I'm a little slow, got it.


----------



## AKdaplumba (Jan 12, 2010)

never heard of an offset tailpiece, wouldn't u just offset the FOP?


----------



## PlumberShep (Sep 22, 2010)

rhinoplumbing said:


> what is the consensuses on using an offset tail piece on a lavatory ? It creates a S trap does it not?

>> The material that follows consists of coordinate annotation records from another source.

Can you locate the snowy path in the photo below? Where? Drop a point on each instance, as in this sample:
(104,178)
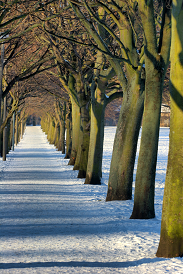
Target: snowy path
(50,222)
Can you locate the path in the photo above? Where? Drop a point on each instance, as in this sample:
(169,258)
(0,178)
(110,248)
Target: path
(50,222)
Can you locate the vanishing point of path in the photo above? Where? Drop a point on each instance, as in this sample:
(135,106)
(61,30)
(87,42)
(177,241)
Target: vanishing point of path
(50,222)
(49,218)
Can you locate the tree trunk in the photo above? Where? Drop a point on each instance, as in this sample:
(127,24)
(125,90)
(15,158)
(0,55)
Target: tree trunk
(69,132)
(94,167)
(125,144)
(155,68)
(84,134)
(171,238)
(75,131)
(146,169)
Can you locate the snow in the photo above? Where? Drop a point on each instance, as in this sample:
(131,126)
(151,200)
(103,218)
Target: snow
(50,222)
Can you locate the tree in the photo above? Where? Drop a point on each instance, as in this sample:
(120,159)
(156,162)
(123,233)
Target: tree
(171,238)
(128,65)
(156,50)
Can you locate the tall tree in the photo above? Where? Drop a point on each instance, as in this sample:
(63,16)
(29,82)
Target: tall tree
(156,50)
(171,238)
(127,64)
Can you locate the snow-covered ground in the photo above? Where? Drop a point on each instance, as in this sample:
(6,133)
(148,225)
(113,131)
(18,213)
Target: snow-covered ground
(50,222)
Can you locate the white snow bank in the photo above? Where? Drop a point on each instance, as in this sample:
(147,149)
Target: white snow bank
(52,223)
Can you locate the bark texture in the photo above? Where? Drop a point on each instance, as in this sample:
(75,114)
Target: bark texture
(171,238)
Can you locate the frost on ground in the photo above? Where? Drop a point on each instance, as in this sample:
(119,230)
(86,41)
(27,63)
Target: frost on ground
(50,222)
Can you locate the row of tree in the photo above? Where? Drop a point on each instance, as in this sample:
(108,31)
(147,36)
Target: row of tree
(71,59)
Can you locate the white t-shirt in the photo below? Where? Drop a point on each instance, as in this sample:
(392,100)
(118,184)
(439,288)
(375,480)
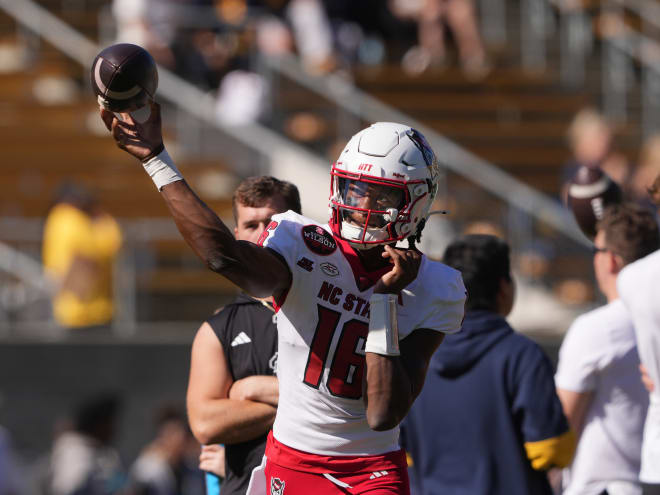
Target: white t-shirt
(322,327)
(638,288)
(599,355)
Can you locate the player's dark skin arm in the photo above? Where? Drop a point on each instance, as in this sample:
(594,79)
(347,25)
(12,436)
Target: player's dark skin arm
(254,269)
(393,382)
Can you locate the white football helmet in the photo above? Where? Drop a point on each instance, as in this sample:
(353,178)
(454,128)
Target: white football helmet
(383,185)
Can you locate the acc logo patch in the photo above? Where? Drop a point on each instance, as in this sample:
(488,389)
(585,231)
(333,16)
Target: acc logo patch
(318,240)
(306,264)
(276,486)
(329,269)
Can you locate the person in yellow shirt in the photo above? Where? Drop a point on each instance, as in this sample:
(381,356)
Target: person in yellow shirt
(80,246)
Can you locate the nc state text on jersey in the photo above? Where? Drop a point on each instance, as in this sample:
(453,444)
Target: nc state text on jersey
(335,296)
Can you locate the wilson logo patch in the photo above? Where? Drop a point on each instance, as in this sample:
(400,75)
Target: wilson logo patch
(276,486)
(306,264)
(318,240)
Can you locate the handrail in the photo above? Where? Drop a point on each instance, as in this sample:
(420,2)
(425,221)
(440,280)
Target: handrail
(346,96)
(25,268)
(456,158)
(171,87)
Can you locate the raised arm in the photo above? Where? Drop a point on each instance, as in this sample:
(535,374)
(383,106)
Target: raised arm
(214,416)
(253,268)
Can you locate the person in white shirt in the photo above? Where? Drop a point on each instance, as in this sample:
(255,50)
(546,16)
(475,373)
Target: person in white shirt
(638,288)
(358,319)
(597,376)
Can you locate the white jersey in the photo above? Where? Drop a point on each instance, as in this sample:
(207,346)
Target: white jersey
(323,324)
(638,286)
(599,355)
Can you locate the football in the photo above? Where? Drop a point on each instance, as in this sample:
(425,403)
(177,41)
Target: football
(589,192)
(124,77)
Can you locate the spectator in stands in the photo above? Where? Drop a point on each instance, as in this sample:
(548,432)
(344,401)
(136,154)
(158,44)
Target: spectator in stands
(489,398)
(164,466)
(597,378)
(637,286)
(432,17)
(80,246)
(232,390)
(646,171)
(590,139)
(82,459)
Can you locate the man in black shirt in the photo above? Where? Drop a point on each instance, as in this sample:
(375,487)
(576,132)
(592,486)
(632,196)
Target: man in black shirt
(232,389)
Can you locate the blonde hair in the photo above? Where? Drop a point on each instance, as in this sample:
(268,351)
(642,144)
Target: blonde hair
(586,120)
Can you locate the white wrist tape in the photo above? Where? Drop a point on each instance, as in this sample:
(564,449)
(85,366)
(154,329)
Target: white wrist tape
(162,170)
(383,337)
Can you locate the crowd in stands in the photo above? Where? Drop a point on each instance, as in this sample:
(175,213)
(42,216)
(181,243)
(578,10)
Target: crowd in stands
(502,420)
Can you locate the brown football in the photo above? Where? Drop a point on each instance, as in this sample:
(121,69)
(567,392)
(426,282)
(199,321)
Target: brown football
(124,77)
(589,192)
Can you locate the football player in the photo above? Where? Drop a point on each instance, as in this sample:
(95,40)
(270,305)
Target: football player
(358,318)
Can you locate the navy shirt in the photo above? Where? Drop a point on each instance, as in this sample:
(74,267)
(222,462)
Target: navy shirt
(488,391)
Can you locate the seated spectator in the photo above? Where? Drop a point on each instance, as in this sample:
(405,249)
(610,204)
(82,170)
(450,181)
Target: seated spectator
(164,467)
(489,397)
(590,139)
(80,246)
(646,171)
(432,16)
(83,460)
(597,377)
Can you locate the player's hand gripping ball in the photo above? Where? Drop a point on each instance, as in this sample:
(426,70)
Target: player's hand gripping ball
(124,77)
(589,193)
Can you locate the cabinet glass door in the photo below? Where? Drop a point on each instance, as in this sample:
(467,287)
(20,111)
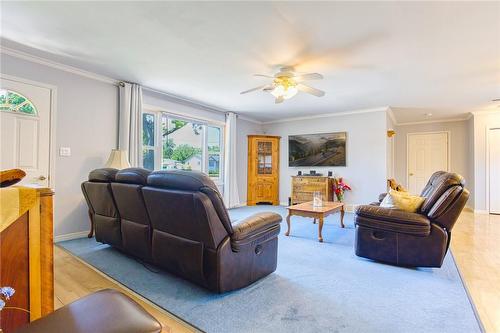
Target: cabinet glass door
(265,158)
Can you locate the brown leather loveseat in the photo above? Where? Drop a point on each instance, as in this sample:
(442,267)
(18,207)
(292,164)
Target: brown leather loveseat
(177,220)
(413,239)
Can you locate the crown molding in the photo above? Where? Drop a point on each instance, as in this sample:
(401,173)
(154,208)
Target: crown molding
(327,115)
(57,65)
(391,115)
(258,122)
(91,75)
(452,120)
(484,112)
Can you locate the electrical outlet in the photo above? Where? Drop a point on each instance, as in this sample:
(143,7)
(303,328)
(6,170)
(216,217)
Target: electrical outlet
(65,151)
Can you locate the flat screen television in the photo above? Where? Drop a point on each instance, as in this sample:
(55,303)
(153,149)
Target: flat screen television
(324,149)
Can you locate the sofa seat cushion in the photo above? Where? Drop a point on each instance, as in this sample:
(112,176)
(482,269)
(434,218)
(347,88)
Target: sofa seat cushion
(392,220)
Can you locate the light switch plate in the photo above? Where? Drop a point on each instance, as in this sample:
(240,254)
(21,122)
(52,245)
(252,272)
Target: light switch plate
(65,151)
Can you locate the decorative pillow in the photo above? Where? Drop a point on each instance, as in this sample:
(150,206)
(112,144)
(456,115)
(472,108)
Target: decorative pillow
(402,200)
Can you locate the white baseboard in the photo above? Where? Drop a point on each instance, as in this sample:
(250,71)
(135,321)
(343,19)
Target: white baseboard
(73,235)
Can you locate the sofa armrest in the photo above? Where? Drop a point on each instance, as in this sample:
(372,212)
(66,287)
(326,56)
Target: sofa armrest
(254,225)
(392,215)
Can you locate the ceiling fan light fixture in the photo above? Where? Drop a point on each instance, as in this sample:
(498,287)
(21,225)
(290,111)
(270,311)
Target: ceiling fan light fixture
(285,88)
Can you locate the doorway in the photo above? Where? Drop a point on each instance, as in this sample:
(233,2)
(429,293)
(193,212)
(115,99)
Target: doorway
(427,153)
(494,170)
(25,126)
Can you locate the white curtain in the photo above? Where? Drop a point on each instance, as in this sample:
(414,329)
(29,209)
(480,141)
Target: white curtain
(130,122)
(231,196)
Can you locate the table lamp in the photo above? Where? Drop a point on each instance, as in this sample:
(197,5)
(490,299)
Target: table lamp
(118,159)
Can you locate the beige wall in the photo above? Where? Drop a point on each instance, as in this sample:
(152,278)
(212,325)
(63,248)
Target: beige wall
(460,138)
(482,123)
(366,169)
(87,116)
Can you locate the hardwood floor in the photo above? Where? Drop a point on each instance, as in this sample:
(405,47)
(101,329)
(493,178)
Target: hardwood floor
(475,245)
(75,279)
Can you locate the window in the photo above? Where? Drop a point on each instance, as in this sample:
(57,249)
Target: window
(171,142)
(148,140)
(214,143)
(12,101)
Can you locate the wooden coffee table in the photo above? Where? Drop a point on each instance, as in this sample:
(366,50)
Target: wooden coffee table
(306,209)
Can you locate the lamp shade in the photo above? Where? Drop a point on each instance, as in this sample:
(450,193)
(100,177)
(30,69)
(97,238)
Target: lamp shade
(118,159)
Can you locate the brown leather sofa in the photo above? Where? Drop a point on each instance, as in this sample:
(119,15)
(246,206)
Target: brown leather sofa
(105,311)
(413,239)
(177,220)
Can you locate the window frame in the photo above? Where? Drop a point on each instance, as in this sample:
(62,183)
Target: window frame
(158,144)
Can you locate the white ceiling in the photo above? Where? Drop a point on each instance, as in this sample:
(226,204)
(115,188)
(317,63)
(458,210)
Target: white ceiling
(417,57)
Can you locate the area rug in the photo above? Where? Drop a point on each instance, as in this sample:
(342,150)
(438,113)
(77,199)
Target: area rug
(317,287)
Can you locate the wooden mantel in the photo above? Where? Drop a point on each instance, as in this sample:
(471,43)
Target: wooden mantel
(26,258)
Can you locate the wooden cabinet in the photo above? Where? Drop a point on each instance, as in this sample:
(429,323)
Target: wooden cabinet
(263,169)
(26,261)
(303,188)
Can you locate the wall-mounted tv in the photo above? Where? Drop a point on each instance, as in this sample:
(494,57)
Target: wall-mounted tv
(326,149)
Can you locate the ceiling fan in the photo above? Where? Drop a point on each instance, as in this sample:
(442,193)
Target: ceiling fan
(287,83)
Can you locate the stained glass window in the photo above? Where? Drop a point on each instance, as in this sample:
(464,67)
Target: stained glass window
(15,102)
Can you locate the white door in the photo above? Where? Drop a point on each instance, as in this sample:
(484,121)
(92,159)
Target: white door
(494,148)
(427,153)
(25,129)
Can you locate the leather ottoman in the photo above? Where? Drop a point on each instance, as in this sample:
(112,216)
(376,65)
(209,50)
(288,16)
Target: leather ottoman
(106,311)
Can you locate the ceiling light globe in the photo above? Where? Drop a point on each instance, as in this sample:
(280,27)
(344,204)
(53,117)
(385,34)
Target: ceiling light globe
(278,91)
(290,92)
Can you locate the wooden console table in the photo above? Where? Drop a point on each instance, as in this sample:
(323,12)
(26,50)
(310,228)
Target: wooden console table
(26,254)
(307,209)
(303,188)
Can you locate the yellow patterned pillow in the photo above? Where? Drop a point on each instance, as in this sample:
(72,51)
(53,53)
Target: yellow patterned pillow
(402,200)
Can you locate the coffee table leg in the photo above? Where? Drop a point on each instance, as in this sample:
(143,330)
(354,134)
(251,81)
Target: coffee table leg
(342,217)
(288,223)
(320,228)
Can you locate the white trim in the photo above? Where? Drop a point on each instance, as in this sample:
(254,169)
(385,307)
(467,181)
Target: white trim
(391,115)
(53,64)
(483,112)
(249,119)
(153,108)
(448,134)
(434,121)
(91,75)
(187,101)
(326,115)
(487,166)
(70,236)
(52,121)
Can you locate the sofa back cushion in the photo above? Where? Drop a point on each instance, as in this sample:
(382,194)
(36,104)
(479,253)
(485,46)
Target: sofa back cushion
(101,202)
(186,226)
(438,184)
(135,223)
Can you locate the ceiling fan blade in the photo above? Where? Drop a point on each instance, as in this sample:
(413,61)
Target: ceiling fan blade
(254,89)
(310,90)
(263,75)
(309,76)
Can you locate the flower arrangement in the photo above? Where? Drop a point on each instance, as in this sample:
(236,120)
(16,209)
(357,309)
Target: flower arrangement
(5,294)
(339,187)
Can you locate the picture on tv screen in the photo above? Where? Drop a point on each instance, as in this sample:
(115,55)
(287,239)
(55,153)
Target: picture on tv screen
(327,149)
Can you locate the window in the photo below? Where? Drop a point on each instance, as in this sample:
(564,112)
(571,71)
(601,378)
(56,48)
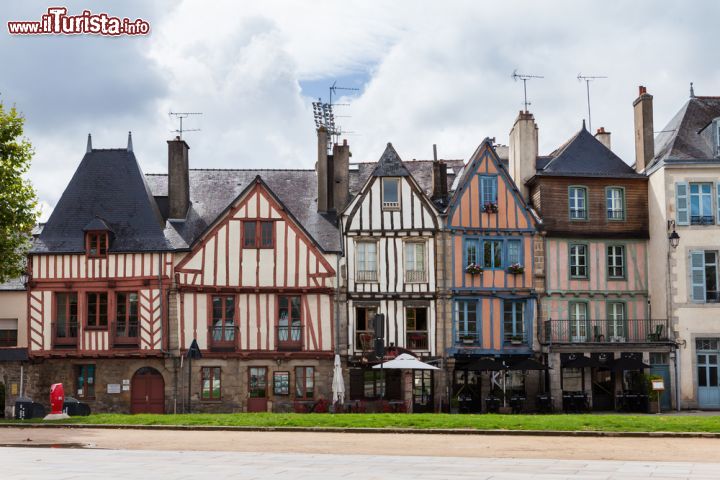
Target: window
(223,319)
(616,321)
(467,327)
(578,261)
(616,261)
(258,234)
(578,203)
(97,310)
(416,328)
(615,203)
(281,383)
(514,321)
(415,262)
(211,383)
(704,272)
(289,322)
(126,315)
(66,320)
(391,193)
(304,382)
(701,212)
(364,328)
(8,332)
(96,244)
(258,382)
(492,254)
(366,262)
(488,190)
(85,381)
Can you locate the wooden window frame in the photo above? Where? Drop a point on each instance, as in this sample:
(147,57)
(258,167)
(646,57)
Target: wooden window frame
(305,377)
(96,315)
(203,376)
(101,239)
(257,241)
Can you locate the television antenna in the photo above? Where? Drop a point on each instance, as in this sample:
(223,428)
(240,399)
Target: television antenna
(588,79)
(180,116)
(524,77)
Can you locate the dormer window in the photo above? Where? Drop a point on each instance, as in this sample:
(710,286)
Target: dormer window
(96,244)
(391,193)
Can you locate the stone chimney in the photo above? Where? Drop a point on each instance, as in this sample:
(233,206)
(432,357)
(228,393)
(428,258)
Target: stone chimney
(322,171)
(644,137)
(341,176)
(523,151)
(440,191)
(178,179)
(603,137)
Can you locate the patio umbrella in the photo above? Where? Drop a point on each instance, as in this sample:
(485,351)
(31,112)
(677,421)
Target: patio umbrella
(486,364)
(528,364)
(629,364)
(405,361)
(338,382)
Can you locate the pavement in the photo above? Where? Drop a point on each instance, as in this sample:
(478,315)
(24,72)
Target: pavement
(108,454)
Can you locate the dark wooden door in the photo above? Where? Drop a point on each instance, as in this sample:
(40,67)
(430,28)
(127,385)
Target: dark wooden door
(147,392)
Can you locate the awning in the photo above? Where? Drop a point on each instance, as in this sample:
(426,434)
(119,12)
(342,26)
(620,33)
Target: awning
(405,361)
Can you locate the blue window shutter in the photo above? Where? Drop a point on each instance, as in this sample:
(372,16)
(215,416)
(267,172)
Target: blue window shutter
(682,216)
(697,274)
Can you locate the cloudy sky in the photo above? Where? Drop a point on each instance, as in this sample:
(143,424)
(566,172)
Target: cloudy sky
(427,72)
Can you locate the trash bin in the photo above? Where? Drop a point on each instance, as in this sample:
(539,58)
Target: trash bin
(23,408)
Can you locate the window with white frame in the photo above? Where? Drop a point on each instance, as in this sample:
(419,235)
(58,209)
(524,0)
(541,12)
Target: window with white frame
(616,261)
(391,193)
(415,262)
(615,203)
(366,261)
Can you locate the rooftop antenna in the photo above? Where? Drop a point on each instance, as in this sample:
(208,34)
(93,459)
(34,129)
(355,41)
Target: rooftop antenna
(181,115)
(588,79)
(524,77)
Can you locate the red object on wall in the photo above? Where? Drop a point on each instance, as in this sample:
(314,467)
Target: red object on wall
(57,398)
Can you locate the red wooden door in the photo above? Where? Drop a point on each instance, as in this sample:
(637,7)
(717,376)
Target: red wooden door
(147,392)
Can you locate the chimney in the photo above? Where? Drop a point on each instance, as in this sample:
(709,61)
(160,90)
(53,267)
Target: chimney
(341,176)
(322,170)
(178,179)
(523,151)
(603,137)
(440,191)
(644,137)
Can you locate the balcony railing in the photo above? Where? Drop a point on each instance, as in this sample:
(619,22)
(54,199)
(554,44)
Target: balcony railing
(416,340)
(65,335)
(289,337)
(415,276)
(366,276)
(604,331)
(222,337)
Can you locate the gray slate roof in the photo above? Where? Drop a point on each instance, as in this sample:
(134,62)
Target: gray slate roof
(685,136)
(584,156)
(213,191)
(108,185)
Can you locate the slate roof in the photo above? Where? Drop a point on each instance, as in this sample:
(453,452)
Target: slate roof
(212,192)
(584,156)
(686,137)
(108,185)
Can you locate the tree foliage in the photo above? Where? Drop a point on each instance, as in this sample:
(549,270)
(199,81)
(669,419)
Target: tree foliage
(18,202)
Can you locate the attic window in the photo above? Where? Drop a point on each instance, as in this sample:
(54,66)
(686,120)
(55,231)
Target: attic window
(96,244)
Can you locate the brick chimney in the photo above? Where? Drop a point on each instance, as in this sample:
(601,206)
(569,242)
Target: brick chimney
(341,176)
(644,137)
(603,137)
(523,151)
(178,179)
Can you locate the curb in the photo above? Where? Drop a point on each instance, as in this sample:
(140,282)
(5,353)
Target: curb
(437,431)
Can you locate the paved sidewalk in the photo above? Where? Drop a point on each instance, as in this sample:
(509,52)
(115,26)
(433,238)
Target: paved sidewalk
(42,463)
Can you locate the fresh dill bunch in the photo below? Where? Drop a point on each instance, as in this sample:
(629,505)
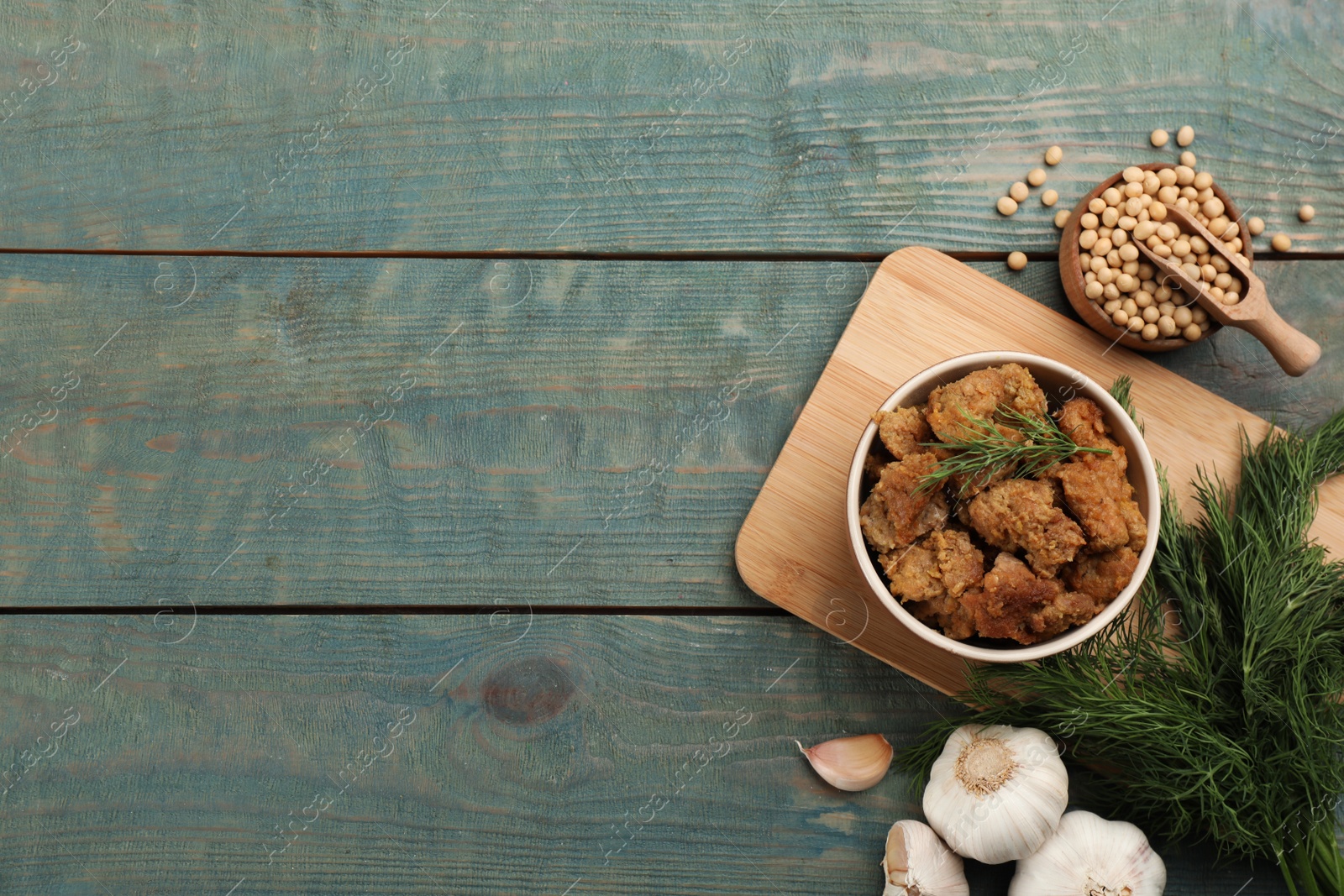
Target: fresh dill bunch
(1120,391)
(1032,446)
(1214,705)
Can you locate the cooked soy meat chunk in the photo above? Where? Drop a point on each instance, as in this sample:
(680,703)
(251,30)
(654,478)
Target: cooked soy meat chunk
(1021,606)
(1021,515)
(949,614)
(1100,496)
(945,563)
(1065,542)
(1082,421)
(981,394)
(904,430)
(1101,577)
(895,512)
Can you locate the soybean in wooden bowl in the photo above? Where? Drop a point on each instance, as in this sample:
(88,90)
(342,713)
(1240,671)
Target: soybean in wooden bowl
(1089,311)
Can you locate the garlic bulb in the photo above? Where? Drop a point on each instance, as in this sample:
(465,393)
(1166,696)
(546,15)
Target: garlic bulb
(851,763)
(920,864)
(996,793)
(1090,856)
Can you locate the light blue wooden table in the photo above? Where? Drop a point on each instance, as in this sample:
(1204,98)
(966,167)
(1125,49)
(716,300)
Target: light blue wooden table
(339,344)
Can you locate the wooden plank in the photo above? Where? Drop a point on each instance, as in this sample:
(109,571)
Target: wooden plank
(597,429)
(526,765)
(604,125)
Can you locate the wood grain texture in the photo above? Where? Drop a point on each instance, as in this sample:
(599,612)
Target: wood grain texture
(729,125)
(795,546)
(575,432)
(522,761)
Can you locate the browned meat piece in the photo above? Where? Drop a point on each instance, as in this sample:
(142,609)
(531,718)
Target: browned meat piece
(878,458)
(1101,577)
(1021,607)
(913,573)
(1023,396)
(980,394)
(948,614)
(894,515)
(1102,499)
(902,430)
(945,563)
(1085,423)
(1021,515)
(961,562)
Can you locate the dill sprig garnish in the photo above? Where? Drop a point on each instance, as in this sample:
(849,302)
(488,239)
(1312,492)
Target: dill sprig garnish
(1211,710)
(1032,446)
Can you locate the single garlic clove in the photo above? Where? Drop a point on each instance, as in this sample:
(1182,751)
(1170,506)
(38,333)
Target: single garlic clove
(996,793)
(1090,855)
(920,864)
(851,763)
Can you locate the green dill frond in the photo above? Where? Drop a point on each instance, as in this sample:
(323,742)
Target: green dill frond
(1120,391)
(1213,710)
(1030,446)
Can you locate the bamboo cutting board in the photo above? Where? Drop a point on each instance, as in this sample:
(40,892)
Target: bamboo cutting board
(922,308)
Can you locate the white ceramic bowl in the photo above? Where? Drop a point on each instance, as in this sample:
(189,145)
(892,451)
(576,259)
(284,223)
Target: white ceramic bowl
(1059,383)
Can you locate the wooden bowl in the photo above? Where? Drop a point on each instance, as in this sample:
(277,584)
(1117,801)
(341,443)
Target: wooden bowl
(1073,278)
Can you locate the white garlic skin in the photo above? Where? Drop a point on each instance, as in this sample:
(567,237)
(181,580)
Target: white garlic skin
(851,763)
(1089,855)
(920,864)
(1005,817)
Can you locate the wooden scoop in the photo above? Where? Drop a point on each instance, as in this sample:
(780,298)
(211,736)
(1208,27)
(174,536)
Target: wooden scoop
(1294,351)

I can't speak for UPC, but as far as IPC it is allowed. I have done jobs where the submittals specified the use of offset T.P.'s on ADA lavs. If you stop and think about it, it is no different than the end result of installing a center outlet waste, or a continuous waste. Only differences being that one serves two compartments and is field assembled ,while the other serves a single compartment and is factory made. IMO it is not an "S" trap.Cant find anything in the code that prohibits it.


----------



## justme (Jul 4, 2012)

As long as the offset is made off the top of the ptrap it is not a S-trap. If you offset behind the ptrap with a 90 going down then it becomes a S-trap.


----------



## crown36 (May 21, 2013)

rhinoplumbing said:


> what is the consensuses on using an offset tail piece on a lavatory ? It creates a S trap does it not?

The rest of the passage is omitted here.